NIKE II - NIKE III - Declaration of Independence

The forty-four foot sailboat NIKE II (named after the Greek goddess of victory NIKE long before I laid my eyes on a pair of sneakers of the same name) was originally designed for OSTAR 1980 - a solo transatlantic race. She was build in Poland in 1979 - using that time's high technology (including Airex and Kevlar).

After winning fourth place in OSTAR 1980, she was extensively rebuild in preparation for the first BOC Challenge 1982/83. She became a different boat with a different name - NIKE III.

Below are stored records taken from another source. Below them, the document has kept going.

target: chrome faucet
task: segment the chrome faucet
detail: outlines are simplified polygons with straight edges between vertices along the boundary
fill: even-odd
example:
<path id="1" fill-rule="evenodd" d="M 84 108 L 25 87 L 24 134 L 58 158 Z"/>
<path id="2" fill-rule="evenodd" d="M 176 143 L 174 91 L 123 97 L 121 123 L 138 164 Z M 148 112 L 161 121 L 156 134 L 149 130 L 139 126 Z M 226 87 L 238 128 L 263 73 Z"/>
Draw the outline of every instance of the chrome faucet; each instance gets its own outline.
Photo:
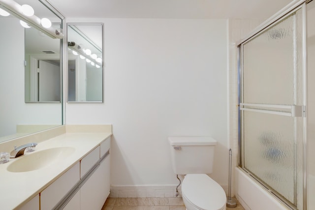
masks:
<path id="1" fill-rule="evenodd" d="M 18 157 L 20 156 L 21 155 L 23 155 L 23 154 L 24 154 L 24 150 L 25 150 L 25 149 L 28 148 L 30 148 L 30 149 L 28 149 L 28 151 L 32 151 L 34 150 L 33 148 L 36 147 L 37 145 L 37 143 L 32 143 L 27 144 L 18 147 L 14 146 L 14 150 L 13 150 L 10 153 L 10 155 L 11 155 L 10 158 L 15 158 L 16 157 Z"/>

She finished third in the BOC Challenge 1982/83, winning two legs. Despite her short waterline and heavy displacement, she was the first small monohull ever to exceed 200 miles per day over a period of one week. She made several world records (on one day run, one week run, two weeks' run, 2,000 miles, and 4,000 mile run during a circumnavigation). She is the only boat to run in both of the first two BOC Challenge Races.

After finishing the first BOC Challenge, she was rebuilt again and renamed Declaration of Independence to honor the most important document in American history, and to express her skipper's, Richard Konkolski's, "Independence" after defecting from Czechoslovakia in 1982 for the start in the first BOC.

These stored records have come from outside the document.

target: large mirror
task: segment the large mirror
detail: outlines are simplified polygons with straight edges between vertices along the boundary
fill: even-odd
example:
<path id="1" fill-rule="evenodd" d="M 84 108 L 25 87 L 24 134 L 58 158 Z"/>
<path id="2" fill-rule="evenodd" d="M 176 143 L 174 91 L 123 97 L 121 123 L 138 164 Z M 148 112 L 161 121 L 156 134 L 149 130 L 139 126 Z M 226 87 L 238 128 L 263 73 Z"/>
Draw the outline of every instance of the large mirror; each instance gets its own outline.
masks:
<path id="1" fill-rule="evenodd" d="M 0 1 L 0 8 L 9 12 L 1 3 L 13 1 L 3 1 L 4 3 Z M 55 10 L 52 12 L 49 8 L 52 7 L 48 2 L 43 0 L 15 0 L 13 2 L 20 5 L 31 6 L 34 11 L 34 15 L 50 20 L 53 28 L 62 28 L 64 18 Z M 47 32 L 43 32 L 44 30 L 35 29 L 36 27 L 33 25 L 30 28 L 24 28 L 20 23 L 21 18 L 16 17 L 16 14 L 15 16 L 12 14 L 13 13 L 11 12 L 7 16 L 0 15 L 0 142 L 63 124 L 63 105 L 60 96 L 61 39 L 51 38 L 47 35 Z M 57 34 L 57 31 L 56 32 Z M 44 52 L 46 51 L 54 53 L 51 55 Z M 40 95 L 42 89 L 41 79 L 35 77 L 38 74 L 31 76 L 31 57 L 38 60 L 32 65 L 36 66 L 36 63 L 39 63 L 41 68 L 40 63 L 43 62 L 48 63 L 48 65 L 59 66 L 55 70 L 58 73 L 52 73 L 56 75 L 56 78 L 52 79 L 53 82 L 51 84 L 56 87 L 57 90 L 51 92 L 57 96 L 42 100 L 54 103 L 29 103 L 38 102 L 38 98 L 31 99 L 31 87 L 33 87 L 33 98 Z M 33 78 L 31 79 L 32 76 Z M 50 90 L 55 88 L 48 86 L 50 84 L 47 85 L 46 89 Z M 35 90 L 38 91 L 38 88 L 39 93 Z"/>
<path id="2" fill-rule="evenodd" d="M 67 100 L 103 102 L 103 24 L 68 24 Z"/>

During the Second BOC Challenge 1986/87 she was the smallest boat on the waterline and second heaviest in whole fleet, including the big sixty footer class. She was the only boat to take the most difficult route for any sailing ship, around all of the five southernmost capes: Cape Horn, Cape of Good Hope, Cape Leeuvin, South East Cape, South West Cape.

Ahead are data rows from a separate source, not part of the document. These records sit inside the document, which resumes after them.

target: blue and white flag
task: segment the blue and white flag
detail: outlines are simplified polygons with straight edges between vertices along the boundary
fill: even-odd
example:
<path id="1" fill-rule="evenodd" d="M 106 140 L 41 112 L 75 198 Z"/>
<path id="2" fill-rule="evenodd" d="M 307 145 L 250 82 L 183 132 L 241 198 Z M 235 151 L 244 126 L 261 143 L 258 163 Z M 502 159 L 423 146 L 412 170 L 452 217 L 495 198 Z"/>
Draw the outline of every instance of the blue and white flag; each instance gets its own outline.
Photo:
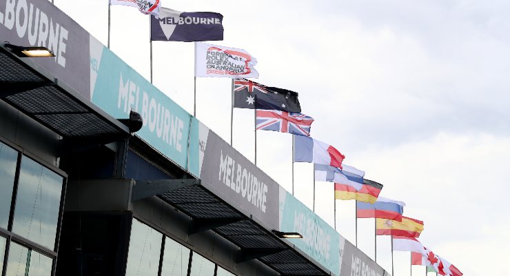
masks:
<path id="1" fill-rule="evenodd" d="M 163 41 L 223 40 L 223 16 L 217 12 L 183 12 L 161 8 L 151 17 L 150 39 Z"/>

She completed the BOC Challenge 1986/87 in 172 days, 6 hours, 41 minutes, and 3 seconds with average speed of 7.2 knots. Remarkable speed for boat with only 36 foot long waterline.

She achieved much better average speed during the whole circumnavigation, than Sir Francis Chichester made on his 13 feet longer Gypsy Moth V during his attempt to break the 4,000 miles distance record in 1970.

Sir Chichester was able to choose the most suitable route and the best time of the year for his attempt. He planed to average 200 miles a day, but by the end he ended with 171.46 miles a day. On the other hand, the Declaration of Independence achieved an average speed of 204.72 miles a day over distance of 4,000 miles during a solo round the world race.